I want you to tell them so. I want you to tell all your neighbors. Tell everybody. I am no cow. Men like me. Men fight for me. Men go to jail for me. What is a woman in the world for, if it isn't to have men like her? Now, go, Sarah; go at once, and tell everybody what you've read between the lines. Tell them Billy is a jailbird and that I am a bad woman whom all men desire. Shout it out, and good luck to you. And get out of my house. And never put your feet in it again. You are too decent a woman to come here. You might lose your reputation. And think of your children. Now get out. Go."

Not until Sarah had taken an amazed and horrified departure did Saxon fling herself on the bed in a convulsion of tears. She had been ashamed, before, merely of Billy's inhospitality, and surliness, and unfairness.

But she could see, now, the light in which others looked on the affair.

It had not entered Saxon's head. She was confident that it had not entered Billy's. She knew his att.i.tude from the first. Always he had opposed taking a lodger because of his proud faith that his wife should not work. Only hard times had compelled his consent, and, now that she looked back, almost had she inveigled him into consenting.

But all this did not alter the viewpoint the neighborhood must hold, that every one who had ever known her must hold. And for this, too, Billy was responsible. It was more terrible than all the other things he had been guilty of put together. She could never look any one in the face again. Maggie Donahue and Mrs. Olsen had been very kind, but of what must they have been thinking all the time they talked with her? And what must they have said to each other? What was everybody saying?--over front gates and back fences,--the men standing on the corners or talking in saloons?

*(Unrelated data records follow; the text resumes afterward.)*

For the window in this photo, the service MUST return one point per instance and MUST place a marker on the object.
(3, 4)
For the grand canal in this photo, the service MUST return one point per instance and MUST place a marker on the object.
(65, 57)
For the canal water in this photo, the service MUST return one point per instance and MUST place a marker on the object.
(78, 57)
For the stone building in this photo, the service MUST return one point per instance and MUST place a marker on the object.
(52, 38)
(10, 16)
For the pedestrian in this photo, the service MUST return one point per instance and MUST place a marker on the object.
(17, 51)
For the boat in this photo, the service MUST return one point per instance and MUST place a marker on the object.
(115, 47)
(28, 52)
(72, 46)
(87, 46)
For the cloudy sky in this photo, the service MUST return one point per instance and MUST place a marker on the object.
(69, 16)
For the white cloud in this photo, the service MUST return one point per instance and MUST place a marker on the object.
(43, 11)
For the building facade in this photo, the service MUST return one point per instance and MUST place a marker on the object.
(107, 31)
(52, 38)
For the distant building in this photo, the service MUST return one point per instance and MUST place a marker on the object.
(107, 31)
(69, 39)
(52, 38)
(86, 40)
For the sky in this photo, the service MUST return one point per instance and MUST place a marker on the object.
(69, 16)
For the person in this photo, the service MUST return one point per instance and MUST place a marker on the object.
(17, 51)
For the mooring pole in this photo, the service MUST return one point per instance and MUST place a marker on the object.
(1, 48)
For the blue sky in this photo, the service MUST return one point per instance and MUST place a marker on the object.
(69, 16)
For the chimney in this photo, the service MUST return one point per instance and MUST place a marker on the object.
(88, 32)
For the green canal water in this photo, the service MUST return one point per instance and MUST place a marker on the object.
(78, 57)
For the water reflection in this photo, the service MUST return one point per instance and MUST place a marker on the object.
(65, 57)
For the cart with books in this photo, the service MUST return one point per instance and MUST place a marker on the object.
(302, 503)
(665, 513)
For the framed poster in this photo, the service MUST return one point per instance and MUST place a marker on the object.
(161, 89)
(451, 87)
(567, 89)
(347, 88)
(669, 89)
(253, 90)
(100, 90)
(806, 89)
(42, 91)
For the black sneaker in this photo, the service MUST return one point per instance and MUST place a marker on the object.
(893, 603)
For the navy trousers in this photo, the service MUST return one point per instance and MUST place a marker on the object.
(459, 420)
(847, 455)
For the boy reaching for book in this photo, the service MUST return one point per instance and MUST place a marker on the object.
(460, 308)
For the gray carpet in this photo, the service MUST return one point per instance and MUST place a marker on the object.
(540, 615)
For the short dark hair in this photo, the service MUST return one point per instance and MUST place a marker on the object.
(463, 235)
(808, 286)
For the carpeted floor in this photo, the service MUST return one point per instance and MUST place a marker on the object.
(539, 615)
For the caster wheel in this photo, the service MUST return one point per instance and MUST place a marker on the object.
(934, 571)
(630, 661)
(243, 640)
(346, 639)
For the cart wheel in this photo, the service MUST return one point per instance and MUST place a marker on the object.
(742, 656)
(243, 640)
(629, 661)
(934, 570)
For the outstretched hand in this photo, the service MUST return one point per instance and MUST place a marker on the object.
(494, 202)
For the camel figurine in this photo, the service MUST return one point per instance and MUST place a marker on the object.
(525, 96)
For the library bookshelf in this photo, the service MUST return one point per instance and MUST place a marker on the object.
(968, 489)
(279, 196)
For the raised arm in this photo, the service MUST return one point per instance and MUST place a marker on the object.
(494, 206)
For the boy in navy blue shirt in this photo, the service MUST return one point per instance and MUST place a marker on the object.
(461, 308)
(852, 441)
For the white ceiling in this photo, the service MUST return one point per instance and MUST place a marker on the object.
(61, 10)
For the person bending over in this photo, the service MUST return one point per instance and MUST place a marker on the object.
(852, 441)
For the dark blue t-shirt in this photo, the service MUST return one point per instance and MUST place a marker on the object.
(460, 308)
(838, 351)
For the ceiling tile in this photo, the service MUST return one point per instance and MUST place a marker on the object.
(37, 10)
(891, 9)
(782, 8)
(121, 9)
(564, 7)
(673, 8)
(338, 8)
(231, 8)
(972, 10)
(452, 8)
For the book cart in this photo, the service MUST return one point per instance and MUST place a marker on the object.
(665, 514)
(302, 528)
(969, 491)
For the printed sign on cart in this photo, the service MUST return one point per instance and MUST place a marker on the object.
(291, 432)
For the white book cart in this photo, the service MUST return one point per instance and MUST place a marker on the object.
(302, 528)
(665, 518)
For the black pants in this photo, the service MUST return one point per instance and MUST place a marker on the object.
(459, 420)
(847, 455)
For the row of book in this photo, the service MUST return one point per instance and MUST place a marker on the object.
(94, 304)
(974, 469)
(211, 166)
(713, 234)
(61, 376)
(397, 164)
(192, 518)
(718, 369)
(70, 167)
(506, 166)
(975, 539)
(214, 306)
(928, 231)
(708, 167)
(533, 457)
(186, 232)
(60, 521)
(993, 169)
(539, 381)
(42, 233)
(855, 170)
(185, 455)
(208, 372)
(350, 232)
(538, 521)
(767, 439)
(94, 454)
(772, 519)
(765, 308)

Later, exhausted by her grief, when the tears no longer fell, she grew more impersonal, and dwelt on the disasters that had befallen so many women since the strike troubles began--Otto Frank's wife, Henderson's widow, pretty Kittie Brady, Mary, all the womenfolk of the other workmen who were now wearing the stripes in San Quentin. Her world was crashing about her ears. No one was exempt. Not only had she not escaped, but hers was the worst disgrace of all. Desperately she tried to hug the delusion that she was asleep, that it was all a nightmare, and that soon the alarm would go off and she would get up and cook Billy's breakfast so that he could go to work.

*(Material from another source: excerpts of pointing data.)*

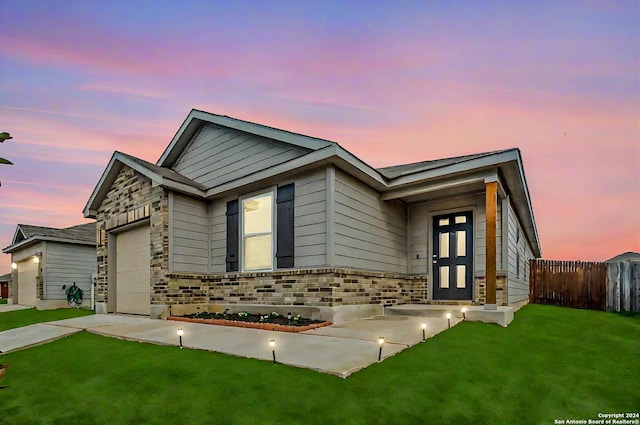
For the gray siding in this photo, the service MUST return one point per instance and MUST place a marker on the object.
(65, 264)
(369, 233)
(189, 244)
(518, 279)
(219, 155)
(310, 220)
(421, 231)
(310, 226)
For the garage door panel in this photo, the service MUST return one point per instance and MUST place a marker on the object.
(27, 274)
(133, 271)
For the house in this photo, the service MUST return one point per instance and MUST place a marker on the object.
(5, 281)
(46, 261)
(237, 214)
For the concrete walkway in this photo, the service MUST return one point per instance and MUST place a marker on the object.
(339, 349)
(12, 307)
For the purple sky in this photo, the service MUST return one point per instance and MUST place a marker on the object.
(393, 82)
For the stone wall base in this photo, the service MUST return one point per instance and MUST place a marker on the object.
(325, 287)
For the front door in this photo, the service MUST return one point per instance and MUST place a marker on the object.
(453, 256)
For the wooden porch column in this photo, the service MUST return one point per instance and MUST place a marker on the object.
(491, 204)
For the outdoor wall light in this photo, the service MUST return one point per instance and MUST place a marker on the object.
(180, 333)
(272, 344)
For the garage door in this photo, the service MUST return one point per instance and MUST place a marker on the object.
(133, 274)
(27, 273)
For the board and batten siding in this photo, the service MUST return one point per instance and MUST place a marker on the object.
(421, 231)
(218, 155)
(369, 233)
(310, 236)
(66, 263)
(189, 244)
(518, 274)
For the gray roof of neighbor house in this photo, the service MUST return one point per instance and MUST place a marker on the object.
(26, 234)
(626, 256)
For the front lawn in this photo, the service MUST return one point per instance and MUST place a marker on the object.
(550, 363)
(19, 318)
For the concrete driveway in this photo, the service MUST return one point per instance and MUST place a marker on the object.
(338, 349)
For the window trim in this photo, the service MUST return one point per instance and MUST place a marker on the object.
(267, 191)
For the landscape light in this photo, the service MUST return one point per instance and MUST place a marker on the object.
(180, 333)
(272, 344)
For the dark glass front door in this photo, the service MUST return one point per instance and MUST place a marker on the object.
(453, 256)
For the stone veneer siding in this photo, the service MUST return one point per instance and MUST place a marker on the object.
(132, 199)
(309, 287)
(480, 286)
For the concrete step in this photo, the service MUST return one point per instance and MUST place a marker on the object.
(474, 313)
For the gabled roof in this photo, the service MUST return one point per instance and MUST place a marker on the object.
(403, 182)
(415, 167)
(626, 256)
(160, 176)
(197, 118)
(26, 234)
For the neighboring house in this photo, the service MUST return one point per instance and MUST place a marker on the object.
(240, 213)
(626, 256)
(47, 260)
(5, 282)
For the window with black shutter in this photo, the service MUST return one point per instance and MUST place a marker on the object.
(285, 233)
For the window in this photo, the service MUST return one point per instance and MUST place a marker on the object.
(257, 232)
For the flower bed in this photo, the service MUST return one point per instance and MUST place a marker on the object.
(271, 322)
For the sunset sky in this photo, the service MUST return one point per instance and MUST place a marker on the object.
(392, 82)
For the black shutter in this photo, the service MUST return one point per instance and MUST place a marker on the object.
(284, 226)
(232, 236)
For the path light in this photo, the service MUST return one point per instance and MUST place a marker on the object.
(272, 344)
(180, 333)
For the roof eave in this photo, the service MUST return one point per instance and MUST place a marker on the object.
(39, 238)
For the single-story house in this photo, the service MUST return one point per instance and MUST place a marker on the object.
(238, 213)
(5, 281)
(47, 260)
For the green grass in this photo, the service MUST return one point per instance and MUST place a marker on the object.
(550, 363)
(19, 318)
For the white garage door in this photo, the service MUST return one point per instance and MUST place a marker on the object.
(27, 273)
(133, 290)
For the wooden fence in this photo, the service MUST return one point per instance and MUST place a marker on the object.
(576, 284)
(623, 286)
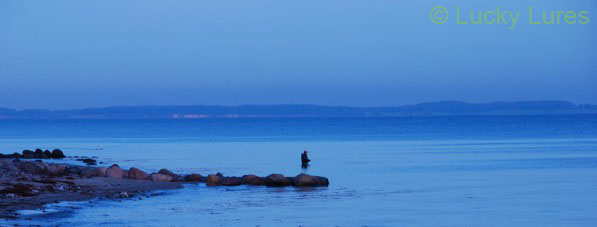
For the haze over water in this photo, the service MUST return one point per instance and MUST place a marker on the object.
(473, 170)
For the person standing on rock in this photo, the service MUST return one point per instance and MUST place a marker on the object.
(304, 159)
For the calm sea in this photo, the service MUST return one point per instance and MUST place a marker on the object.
(436, 171)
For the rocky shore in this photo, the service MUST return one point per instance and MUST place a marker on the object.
(30, 184)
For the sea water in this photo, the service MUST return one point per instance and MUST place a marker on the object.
(404, 171)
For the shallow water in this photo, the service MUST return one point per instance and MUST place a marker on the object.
(511, 170)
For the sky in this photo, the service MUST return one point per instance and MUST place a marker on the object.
(75, 54)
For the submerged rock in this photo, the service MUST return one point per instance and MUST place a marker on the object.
(252, 180)
(214, 179)
(168, 172)
(160, 177)
(114, 171)
(193, 177)
(38, 153)
(55, 170)
(28, 154)
(137, 174)
(57, 153)
(32, 167)
(48, 154)
(100, 171)
(231, 181)
(89, 160)
(276, 180)
(306, 180)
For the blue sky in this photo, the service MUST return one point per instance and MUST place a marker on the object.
(72, 54)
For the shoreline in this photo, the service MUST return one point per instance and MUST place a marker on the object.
(26, 191)
(28, 183)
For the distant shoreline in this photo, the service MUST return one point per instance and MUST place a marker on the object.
(444, 108)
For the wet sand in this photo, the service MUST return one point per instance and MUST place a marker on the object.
(20, 190)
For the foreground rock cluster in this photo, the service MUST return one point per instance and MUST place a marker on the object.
(37, 154)
(272, 180)
(28, 184)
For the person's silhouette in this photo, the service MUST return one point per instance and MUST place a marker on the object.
(304, 159)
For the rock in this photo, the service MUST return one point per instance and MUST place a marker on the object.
(73, 170)
(137, 174)
(32, 167)
(167, 172)
(100, 171)
(160, 177)
(114, 171)
(193, 177)
(252, 180)
(178, 179)
(48, 153)
(231, 181)
(214, 179)
(306, 180)
(276, 180)
(28, 154)
(38, 152)
(55, 170)
(88, 160)
(87, 171)
(43, 156)
(57, 153)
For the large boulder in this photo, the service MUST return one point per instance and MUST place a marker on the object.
(137, 174)
(87, 171)
(38, 153)
(73, 170)
(252, 180)
(28, 154)
(33, 167)
(100, 171)
(193, 177)
(55, 170)
(214, 179)
(160, 177)
(114, 171)
(168, 172)
(306, 180)
(276, 180)
(47, 154)
(57, 153)
(125, 174)
(231, 181)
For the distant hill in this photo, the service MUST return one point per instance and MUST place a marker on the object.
(276, 111)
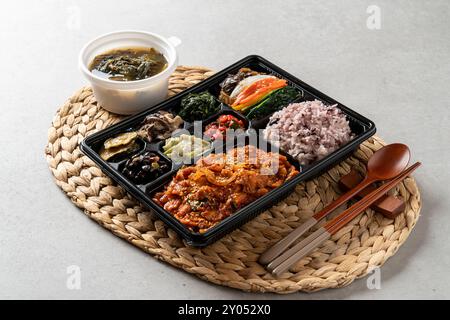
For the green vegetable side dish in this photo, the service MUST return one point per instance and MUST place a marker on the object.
(198, 106)
(275, 101)
(128, 64)
(185, 147)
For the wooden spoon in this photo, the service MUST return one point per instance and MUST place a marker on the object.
(385, 164)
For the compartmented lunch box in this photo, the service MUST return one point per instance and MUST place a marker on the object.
(361, 127)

She did not leave the bed that day. Nor did she sleep. Her brain whirled on and on, now dwelling at insistent length upon her misfortunes, now pursuing the most fantastic ramifications of what she considered her disgrace, and, again, going back to her childhood and wandering through endless trivial detail. She worked at all the tasks she had ever done, performing, in fancy, the myriads of mechanical movements peculiar to each occupation--shaping and pasting in the paper box factory, ironing in the laundry, weaving in the jute mill, peeling fruit in the cannery and countless boxes of scalded tomatoes. She attended all her dances and all her picnics over again; went through her school days, recalling the face and name and seat of every schoolmate; endured the gray bleakness of the years in the orphan asylum; revisioned every memory of her mother, every tale; and relived all her life with Billy. But ever--and here the torment lay--she was drawn back from these far-wanderings to her present trouble, with its parch in the throat, its ache in the breast, and its gnawing, vacant goneness.